ER-alpha and mitochondria
After seeing the inflammation in MERKO mice, Hevener developed a new hypothesis. Increased lipid in the muscle is likely a result of reduced fatty acid oxidation, or impairment in the ability of ER-alpha−deficient muscle to metabolize fat. Because fatty acid oxidation occurs in the mitochondria, the lab’s focus turned to these organelles, which are the power houses of the cell.
Work from other groups demonstrated that the mitochondrial life cycle includes a dynamic fission-fusion process. During fission, two daughter mitochondria are produced. In many cases, one of these mitochondria has a normal membrane potential and can integrate back into the mitochondrial network, but the other is depolarized and is either segregated into a solitary period of repair, or if irreparable damage has occurred, destroyed by mito-specific autophagy called mitophagy.
Further experiments determined that ER-alpha is involved in maintaining mitochondrial function and health, and these processes are important for insulin action in skeletal muscle. Hevener and colleagues, including Korach and NIEHS senior biologist Sylvia Hewitt, published the findings online April 13 in Science Translational Medicine.
Hevener said future work will focus on whether maintaining or increasing ER-alpha levels produces a way to protect against chronic diseases associated with metabolic dysfunction.
"For those of you interested in maintaining fitness, the upregulation of ER-alpha in skeletal muscle is also part of the adaptation to endurance training and is critical for promoting the health benefits of exercise," Hevener said.
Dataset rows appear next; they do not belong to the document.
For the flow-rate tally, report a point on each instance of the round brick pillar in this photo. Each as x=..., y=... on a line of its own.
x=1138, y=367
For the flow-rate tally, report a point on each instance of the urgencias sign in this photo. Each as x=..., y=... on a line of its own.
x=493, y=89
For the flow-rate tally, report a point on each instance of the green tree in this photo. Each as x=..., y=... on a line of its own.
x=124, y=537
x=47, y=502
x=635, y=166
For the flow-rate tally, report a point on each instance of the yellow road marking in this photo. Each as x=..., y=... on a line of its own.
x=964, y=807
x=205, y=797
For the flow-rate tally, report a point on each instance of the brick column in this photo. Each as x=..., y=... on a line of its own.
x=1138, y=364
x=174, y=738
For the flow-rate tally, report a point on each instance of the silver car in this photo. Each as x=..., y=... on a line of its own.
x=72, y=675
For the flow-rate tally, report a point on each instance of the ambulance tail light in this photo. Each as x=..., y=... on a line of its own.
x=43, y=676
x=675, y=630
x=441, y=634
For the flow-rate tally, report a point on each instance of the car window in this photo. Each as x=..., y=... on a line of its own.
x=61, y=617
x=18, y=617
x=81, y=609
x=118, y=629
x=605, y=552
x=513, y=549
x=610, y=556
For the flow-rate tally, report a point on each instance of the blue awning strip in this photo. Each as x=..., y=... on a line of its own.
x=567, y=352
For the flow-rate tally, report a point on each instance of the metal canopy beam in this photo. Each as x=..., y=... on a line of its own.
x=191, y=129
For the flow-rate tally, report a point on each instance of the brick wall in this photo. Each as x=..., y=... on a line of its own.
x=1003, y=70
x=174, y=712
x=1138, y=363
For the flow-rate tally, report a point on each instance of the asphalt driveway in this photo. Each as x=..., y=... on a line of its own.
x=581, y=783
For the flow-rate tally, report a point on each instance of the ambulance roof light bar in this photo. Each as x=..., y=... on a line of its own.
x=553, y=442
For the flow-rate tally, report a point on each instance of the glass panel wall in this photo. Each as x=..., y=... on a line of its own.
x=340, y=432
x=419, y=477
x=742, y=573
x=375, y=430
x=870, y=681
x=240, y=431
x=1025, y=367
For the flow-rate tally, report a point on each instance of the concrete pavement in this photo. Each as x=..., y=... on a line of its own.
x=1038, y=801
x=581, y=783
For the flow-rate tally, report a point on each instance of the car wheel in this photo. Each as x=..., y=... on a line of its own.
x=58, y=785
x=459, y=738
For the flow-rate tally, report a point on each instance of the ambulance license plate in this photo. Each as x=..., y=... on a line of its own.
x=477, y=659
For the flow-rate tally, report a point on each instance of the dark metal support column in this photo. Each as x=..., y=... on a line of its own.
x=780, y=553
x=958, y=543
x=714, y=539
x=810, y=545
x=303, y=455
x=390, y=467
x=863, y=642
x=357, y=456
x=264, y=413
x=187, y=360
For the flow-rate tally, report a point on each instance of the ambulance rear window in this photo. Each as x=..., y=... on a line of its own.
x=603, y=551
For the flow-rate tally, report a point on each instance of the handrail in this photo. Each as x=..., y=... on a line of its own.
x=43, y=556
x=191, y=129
Citation: Ribas V, Drew BG, Zhou Z, Phun J, Kalajian NY, Soleymani T, Daraei P, Widjaja K, Wanagat J, de Aguiar Vallim TQ, Fluitt AH, Bensinger S, Le T, Radu C, Whitelegge JP, Beaven SW, Tontonoz P, Lusis AJ, Parks BW, Vergnes L, Reue K, Singh H, Bopassa JC, Toro L, Stefani E, Watt MJ, Schenk S, Akerstrom T, Kelly M, Pedersen BK, Hewitt SC, Korach KS, Hevener AL. 2016. Skeletal muscle action of estrogen receptor alpha is critical for the maintenance of mitochondrial function and metabolic homeostasis in females. Sci Transl Med 8(334):334ra54.